進化的に「新しい部位」ほど老化に弱い
ただし、脳全体が加齢によって同じように縮んでいくわけではありません。基本的には、進化的に「古い脳」、つまり脳の内側にある部位ほど縮みにくい傾向があります。つまり呼吸や心拍など生命の維持に不可欠な脳幹、運動のコントロールなどを担う小脳などは、ほかの部位よりも萎縮しにくいというわけです。
その理由はいうまでもないでしょう。これらの部分が老化し、萎縮してしまえば、生命の維持そのものに影響を与えるからです。だから、「古い脳」の部分は年齢が進んでもなかなか萎縮しません。
それらの「古い脳」と比べると、より外側にある大脳辺縁系や大脳皮質は早い時期から萎縮が始まります。
読者の中には、大脳辺縁系には記憶を司る「海馬」という部位があることをご存じの方も多いでしょう。大脳辺縁系が萎縮するということは海馬も萎縮する。「なるほど、だから年を取ると物忘れがひどくなるんだな」と思うでしょう。たしかに「物忘れ」は、いちばんわかりやすい老化現象です。

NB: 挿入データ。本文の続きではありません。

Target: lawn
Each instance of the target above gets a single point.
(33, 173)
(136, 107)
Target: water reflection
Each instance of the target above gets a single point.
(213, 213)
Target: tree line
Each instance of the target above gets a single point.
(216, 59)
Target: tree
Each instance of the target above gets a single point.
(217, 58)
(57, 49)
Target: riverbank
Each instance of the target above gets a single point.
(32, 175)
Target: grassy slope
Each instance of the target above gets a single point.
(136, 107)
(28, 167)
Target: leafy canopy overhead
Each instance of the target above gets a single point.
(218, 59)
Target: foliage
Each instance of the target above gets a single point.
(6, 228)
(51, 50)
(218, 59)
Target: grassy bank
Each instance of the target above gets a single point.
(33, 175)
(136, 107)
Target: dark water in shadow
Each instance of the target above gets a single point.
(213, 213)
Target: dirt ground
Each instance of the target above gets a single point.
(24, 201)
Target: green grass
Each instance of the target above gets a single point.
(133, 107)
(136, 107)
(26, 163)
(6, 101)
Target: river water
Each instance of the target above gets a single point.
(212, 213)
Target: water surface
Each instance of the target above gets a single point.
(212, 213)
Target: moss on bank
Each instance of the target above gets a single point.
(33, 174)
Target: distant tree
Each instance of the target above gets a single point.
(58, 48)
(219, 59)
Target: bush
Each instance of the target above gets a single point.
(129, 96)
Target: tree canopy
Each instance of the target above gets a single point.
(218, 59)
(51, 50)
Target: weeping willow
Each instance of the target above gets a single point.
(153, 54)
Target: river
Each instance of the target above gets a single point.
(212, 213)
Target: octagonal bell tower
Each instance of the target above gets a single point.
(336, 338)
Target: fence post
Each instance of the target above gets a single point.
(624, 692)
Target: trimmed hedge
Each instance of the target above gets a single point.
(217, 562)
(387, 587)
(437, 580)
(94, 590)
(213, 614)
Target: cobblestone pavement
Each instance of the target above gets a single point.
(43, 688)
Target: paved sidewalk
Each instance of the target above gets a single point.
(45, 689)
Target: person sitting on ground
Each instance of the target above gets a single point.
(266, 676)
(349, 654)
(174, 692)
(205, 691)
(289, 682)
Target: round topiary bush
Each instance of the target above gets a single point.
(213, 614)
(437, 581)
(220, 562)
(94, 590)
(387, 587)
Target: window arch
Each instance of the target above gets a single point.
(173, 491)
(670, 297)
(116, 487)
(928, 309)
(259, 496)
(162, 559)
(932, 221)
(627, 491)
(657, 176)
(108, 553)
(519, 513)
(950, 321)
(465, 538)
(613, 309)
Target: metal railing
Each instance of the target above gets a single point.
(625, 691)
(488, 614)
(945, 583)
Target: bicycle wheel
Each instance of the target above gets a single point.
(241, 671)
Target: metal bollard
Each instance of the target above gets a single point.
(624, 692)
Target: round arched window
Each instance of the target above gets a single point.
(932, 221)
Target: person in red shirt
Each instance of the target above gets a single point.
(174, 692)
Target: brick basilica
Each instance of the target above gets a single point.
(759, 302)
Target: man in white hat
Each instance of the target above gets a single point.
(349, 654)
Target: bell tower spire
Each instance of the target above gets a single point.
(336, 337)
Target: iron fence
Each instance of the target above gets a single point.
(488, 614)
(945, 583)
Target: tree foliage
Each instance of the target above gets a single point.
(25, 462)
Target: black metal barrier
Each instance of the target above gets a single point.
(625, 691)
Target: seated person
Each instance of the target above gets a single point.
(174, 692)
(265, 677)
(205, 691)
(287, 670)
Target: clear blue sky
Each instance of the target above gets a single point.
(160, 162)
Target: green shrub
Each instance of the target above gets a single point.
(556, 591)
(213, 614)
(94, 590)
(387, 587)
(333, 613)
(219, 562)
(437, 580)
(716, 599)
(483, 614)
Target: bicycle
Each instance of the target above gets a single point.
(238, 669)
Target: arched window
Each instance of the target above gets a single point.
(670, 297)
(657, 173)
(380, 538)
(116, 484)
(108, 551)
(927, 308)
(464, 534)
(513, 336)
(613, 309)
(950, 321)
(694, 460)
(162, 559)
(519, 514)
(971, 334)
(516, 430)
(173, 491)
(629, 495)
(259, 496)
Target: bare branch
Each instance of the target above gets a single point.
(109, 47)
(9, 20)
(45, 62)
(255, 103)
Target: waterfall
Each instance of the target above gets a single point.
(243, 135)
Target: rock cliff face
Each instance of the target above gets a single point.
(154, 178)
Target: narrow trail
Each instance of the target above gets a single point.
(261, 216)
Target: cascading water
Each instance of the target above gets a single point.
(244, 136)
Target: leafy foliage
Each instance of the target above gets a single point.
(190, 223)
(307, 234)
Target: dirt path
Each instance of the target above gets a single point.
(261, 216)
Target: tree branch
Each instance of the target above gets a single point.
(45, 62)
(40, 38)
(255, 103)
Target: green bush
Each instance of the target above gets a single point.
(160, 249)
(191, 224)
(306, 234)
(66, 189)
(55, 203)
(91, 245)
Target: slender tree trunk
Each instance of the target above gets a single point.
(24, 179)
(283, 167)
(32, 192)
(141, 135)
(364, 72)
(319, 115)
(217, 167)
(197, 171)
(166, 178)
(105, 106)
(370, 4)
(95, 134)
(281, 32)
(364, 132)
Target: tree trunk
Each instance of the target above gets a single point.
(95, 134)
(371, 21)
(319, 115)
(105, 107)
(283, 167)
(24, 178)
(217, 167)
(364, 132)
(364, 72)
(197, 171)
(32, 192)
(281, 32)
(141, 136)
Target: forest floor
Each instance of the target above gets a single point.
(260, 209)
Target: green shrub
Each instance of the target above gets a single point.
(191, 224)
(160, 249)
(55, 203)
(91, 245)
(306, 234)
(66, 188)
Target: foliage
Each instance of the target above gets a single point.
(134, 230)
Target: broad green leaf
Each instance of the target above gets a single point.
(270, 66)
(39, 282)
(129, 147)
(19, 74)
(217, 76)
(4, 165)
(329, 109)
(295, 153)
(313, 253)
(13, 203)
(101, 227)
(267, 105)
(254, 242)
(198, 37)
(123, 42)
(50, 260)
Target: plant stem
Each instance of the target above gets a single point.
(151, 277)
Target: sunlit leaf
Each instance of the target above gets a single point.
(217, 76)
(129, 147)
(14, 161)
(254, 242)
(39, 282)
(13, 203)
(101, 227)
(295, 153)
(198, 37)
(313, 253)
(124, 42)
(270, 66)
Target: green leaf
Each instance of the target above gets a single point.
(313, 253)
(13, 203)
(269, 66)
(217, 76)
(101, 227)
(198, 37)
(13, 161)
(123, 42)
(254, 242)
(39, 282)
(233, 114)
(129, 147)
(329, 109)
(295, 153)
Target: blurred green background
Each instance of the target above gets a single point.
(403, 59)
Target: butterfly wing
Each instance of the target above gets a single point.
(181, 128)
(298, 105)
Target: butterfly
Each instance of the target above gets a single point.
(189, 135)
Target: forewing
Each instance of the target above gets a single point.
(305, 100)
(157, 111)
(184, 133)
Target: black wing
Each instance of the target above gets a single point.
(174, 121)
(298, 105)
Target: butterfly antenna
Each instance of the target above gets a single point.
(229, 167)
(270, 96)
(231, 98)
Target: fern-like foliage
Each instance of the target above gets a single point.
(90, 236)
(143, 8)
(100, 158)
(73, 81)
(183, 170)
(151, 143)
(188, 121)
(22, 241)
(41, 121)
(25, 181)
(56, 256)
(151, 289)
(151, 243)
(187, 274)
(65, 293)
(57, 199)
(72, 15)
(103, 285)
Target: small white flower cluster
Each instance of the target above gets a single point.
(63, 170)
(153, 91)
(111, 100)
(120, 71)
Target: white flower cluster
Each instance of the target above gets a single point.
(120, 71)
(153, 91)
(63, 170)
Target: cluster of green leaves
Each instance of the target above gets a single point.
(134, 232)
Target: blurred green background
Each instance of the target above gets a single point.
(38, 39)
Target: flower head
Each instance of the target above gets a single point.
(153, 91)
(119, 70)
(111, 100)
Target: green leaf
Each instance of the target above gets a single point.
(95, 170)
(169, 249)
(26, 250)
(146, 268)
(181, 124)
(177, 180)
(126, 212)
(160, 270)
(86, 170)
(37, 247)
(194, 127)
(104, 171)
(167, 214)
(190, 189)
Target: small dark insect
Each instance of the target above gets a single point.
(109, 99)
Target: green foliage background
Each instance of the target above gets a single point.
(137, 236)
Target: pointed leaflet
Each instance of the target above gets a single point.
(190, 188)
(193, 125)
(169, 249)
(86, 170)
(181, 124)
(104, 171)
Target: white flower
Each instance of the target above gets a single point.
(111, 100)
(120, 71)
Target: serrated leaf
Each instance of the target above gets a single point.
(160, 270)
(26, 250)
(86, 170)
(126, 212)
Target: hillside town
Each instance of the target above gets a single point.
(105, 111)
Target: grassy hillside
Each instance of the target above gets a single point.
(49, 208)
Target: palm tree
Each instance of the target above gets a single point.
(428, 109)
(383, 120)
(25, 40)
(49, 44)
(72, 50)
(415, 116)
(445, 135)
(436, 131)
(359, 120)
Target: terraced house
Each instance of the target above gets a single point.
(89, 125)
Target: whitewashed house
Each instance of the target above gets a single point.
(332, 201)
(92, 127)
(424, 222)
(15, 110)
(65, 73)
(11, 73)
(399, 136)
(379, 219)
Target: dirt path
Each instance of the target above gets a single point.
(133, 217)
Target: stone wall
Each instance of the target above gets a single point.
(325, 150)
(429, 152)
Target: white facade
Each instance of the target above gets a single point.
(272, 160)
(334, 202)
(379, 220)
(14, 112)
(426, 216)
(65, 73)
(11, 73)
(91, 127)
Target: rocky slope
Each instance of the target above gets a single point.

でも、だからといって大脳辺縁系の海馬がいちばん先に萎縮するわけではありません。それより外側にある大脳皮質のほうが人間進化の歴史ではいちばん新しいものです。だから、大脳皮質のほうが先に縮み始めます。
その大脳皮質の中でもとりわけ早い段階で萎縮を始めるのが、前頭葉にほかなりません。
前頭葉は早ければ40代から縮み始める
脳の萎縮は加齢だけが原因ではなく、脳の外傷や脳血管障害、アルコールの飲み過ぎや喫煙、ストレスなどさまざまな要因で起こります。また、生まれつき、つまりDNA配列の変異により萎縮が通常よりも早く始まる病気もあります。いわゆる若年性アルツハイマーがそれで、この病気の場合、脳の中にアミロイドベータというタンパク質が産生され、その結果、脳が萎縮し、記憶力のみならず生活能力の低下につながるとされています。
したがって、縮み方に個人差があることはいうまでもありません。早い人では、40代から縮み始めることもあります。
私自身、実際にそういう脳画像を見てきました。40代前半でも、頭蓋骨と前頭葉のあいだに大きな隙間が生じているものが何例もあったのです。
それは比較的レアケースですが、50~60代になると、前頭葉が大きく萎縮している人はめずらしくありません。いわゆる「高齢者」となる前から、前頭葉は縮んでしまうことが多いのです。
しかも前頭葉は、脳のほかの部位と比べて発達するのが遅いのも特徴のひとつ。人間の脳は、生まれた時点で完成しているわけではありません。誕生から20年以上もの時間をかけて発達し続けますが、その度合いは部位によって異なります。